Wendy Brown is a licensed acupuncturist who graduated in 1990 from the New England School of Acupuncture, the first accredited acupuncture institution in the United States. Additionally, Wendy was the first Westerner to have graduated in a family lineage from an accredited acupuncture school in the US. Wendy followed in the footsteps of her father, a Doctor of Dental Surgery, whose first love was biochemistry, and whose life’s work included relentless scholarly study and implementation medical practices, often long before their time as accepted in the medical mainstream.
Among these explorations was his thorough study and subsequent undertaking of acupuncture and Chinese herbal medicine. He preceded Wendy as a N.E.S.A. graduate in 1984 having completed 5 years of study in Acupuncture and Chinese herbs. Her father’s erudite scope in the practices of both Western and Eastern medicines was a great privilege of perspective which Wendy intently absorbed under his tutelage. It was a privilege for them both, in the pioneering generation of Westerners who discovered the richness that lay in Chinese medicine, in a time when practitioners, teachers, and students of Chinese medicine in the West were few and the profession was getting on its feet.

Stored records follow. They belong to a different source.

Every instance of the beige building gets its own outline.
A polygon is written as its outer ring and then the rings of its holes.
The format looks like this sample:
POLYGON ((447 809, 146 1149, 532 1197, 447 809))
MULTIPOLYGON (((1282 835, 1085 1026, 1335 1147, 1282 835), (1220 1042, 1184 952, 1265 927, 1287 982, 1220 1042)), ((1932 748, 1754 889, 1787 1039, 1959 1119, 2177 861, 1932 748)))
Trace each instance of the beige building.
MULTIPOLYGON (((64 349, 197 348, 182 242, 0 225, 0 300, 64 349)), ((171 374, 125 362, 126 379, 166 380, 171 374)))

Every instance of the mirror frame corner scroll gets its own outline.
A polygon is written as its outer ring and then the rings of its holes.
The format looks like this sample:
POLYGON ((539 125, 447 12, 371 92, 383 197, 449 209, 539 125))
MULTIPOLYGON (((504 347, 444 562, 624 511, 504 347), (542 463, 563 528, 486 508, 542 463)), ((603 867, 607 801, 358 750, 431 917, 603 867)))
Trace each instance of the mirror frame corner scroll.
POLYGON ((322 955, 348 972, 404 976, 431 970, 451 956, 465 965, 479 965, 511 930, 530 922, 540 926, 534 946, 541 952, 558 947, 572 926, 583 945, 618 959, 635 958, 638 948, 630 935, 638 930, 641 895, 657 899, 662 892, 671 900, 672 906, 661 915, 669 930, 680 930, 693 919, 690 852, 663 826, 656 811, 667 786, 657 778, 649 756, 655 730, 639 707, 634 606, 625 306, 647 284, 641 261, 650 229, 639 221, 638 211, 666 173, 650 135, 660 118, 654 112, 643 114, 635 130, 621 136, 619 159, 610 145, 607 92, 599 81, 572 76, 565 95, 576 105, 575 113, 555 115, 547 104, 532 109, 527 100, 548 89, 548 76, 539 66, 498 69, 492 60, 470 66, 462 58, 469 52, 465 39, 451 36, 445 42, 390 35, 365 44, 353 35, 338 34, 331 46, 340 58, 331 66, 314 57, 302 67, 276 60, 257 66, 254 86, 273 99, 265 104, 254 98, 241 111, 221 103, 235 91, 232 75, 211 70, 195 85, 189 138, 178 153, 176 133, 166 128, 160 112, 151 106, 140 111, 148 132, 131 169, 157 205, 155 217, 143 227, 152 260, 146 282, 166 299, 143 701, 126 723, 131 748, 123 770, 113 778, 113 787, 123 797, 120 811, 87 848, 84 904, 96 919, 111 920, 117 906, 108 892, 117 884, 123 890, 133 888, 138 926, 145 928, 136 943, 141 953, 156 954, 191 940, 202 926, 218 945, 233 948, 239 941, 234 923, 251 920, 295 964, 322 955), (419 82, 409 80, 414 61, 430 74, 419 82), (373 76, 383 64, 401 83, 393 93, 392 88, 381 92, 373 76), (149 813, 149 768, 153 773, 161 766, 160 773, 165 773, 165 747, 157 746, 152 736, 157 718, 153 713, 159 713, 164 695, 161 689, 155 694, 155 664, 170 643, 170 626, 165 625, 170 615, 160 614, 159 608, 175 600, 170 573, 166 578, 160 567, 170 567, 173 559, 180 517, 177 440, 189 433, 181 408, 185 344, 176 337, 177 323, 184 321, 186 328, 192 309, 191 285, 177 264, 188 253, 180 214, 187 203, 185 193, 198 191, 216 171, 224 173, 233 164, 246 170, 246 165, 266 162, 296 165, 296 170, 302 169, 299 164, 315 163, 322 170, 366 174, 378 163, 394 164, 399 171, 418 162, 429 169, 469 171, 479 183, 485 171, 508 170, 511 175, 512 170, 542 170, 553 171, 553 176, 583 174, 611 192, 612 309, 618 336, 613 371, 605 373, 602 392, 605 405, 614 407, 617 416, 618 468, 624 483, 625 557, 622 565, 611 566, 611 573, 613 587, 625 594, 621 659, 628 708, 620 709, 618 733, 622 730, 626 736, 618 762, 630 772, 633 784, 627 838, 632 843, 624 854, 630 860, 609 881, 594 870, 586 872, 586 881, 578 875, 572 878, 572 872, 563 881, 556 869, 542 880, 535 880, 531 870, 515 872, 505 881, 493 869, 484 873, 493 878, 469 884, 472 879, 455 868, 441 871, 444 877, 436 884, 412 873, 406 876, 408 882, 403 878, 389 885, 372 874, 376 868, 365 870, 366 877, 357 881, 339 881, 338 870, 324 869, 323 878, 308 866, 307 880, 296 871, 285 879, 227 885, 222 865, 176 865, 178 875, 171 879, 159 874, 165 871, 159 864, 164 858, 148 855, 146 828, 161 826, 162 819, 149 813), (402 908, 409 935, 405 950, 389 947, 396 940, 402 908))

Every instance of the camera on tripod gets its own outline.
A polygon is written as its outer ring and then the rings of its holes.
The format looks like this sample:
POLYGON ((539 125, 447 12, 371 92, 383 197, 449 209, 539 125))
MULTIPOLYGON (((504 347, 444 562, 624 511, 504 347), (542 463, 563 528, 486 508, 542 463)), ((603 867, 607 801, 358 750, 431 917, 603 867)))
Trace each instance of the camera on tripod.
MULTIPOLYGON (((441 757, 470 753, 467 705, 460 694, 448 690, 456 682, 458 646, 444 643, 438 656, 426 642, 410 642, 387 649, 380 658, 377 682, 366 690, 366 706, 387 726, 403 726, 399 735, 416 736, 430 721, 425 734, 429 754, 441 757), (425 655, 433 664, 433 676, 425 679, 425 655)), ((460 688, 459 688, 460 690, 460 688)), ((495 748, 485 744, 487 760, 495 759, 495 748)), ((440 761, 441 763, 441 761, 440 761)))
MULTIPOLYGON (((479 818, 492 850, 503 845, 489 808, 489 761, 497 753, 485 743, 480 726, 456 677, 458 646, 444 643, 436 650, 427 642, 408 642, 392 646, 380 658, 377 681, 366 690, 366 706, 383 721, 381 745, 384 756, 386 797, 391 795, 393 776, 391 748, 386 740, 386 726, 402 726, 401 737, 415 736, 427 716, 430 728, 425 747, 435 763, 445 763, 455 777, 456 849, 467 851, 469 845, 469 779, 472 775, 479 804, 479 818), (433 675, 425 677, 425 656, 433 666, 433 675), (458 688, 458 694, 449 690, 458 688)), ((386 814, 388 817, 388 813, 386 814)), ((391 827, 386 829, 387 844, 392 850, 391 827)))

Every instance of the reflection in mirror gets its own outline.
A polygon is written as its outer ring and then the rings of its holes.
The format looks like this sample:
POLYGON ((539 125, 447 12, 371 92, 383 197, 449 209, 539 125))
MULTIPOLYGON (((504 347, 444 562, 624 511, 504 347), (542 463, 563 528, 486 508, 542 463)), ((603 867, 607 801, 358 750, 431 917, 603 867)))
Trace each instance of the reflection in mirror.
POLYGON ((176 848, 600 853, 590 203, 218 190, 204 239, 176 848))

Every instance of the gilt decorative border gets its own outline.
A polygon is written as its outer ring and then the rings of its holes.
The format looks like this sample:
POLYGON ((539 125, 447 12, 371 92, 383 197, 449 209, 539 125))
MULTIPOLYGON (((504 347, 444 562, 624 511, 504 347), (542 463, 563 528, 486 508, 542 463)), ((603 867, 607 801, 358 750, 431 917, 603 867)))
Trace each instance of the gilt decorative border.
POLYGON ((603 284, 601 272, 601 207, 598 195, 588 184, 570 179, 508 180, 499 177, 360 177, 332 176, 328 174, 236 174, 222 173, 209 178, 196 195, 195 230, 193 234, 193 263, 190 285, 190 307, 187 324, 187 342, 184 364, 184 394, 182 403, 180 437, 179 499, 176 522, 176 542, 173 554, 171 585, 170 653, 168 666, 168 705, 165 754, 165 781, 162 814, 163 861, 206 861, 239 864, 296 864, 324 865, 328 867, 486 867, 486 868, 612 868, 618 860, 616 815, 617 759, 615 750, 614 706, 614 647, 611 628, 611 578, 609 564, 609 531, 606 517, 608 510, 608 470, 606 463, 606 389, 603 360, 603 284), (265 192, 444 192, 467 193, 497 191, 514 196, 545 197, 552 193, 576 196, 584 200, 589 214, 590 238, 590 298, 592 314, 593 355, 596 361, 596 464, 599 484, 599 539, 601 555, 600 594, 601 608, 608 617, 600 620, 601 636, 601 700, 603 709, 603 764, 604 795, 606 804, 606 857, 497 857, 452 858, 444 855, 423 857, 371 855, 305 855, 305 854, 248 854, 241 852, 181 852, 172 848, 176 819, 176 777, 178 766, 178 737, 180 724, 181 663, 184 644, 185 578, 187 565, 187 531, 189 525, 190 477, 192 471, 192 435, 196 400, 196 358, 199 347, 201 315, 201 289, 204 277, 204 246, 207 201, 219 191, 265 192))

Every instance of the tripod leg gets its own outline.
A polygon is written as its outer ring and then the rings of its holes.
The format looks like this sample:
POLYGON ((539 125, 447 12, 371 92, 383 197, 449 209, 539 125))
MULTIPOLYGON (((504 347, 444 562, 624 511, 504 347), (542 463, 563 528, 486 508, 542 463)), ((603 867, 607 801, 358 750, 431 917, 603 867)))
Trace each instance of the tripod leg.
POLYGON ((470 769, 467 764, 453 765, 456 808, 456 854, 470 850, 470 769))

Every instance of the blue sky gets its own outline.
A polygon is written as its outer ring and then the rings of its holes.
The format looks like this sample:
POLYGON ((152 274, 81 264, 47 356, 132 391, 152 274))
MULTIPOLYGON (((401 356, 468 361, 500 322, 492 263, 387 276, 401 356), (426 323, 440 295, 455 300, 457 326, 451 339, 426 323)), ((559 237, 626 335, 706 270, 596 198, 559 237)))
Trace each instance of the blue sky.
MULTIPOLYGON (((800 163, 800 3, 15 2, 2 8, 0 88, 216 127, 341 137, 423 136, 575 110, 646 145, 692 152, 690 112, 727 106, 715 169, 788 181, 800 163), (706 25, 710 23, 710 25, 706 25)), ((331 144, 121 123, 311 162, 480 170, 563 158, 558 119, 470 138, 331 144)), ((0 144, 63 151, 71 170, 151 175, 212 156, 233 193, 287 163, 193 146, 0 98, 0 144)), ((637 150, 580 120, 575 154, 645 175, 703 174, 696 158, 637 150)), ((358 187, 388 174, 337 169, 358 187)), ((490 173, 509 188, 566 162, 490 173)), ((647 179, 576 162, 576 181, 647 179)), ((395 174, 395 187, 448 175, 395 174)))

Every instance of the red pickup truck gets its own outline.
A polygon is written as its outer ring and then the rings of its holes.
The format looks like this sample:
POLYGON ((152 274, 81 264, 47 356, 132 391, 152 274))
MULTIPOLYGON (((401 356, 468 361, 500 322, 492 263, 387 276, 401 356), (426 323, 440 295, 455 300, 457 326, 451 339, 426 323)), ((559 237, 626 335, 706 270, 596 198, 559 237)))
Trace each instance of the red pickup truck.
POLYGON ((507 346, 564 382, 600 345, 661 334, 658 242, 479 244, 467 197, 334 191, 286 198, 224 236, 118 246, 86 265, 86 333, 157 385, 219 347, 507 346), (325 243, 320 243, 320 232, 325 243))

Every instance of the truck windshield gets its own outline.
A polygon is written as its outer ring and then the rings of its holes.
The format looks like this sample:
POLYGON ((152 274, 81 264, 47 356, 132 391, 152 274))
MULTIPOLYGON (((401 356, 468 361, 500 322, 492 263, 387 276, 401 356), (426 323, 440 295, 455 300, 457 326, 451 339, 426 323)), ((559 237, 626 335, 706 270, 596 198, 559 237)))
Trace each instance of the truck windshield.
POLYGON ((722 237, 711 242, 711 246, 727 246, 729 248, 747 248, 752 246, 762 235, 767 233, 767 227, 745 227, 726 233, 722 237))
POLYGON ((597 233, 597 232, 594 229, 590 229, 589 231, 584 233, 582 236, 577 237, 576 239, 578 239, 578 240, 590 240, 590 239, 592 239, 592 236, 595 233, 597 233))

After completing post-graduate studies at N.E.S.A. Wendy spent six months in China studying at The Zhejiang College of Traditional Chinese Medicine in Hangzhou. Practicing as an intern under several esteemed physicians in a hospital facility, she gained a greater understanding in the practices of Traditional Chinese Medicine (TCM). Over the years, Wendy’s evolution and growth have been guided by teachings from accomplished scholars and practitioners who strongly influence modern currents of oriental medicine; namely, Dr. Giovanni Maciocia, Jeffrey Yuen, Bob Flaws, Dr. Yeshi Dhonden, Kiiko Matsumoto, among significant others.
She has worked in busy settings with other acupuncturists, in mash unit formation, in a hospital setting, and in private practice. As an inspired seeker of holistic healing for her own growth, Wendy has explored modalities of Eastern medicine, Qigong, meditation, forms of body work, cranio-sacral, breathwork, colorpuncture light therapy, psycho-spiritual counseling, and now yoga, as bridges to develop perspective and balance.
In 1994 Wendy settled in Asheville North Carolina where she and her family reside. Over the years she grows increasingly attuned with the natural elements of this beautiful region; the majestic mists, plant and wildlife that grace these mountains, and appreciation for mountain history and culture. Wendy is an ardent animal lover and advocate. She has been an Asheville small business owner since 1996 and supports other businesses that purvey organic, cruelty-free, vegan, non-gmo, no palm oil, eco-friendly products and services, and supports the region’s ‘Buy Local’ economy.
Areas of Further Interest
- Researching the effective method of auricular (ear) acupuncture to facilitate chemical detoxification, Wendy gained practical knowledge which she uses to assist patients in her practice in substance detoxification. Fieldwork and training in New York City and Boston area facilities that successfully apply this 5 point auricular method have inspired the Acu~Detox Group format that Elemental Changes has offered.
- Wendy’s experience has extended to the care of postpartum mothers and newborns as a home support provider/doula in the greater Boston area. This was an extensive and enriching 7 year work exploration that profoundly highlighted her understanding of the needs and marvels of ushering in new life.
- Dedicated to the ancient practices of acupuncture and herbal medicine, and sensitive to the Tibetan people’s plight, in 1994 Wendy was fortunate to have devoted her medical skills to care for Tibetan refugees living in exile in Central India, alongside the late Dr. Marsha Woolf, whose foundation was endorsed and overseen by the office of His Holiness The Dalai Lama. And in 2017 Wendy travelled to Tibet on a spiritual pilgrimage in the nomadic region of Kham.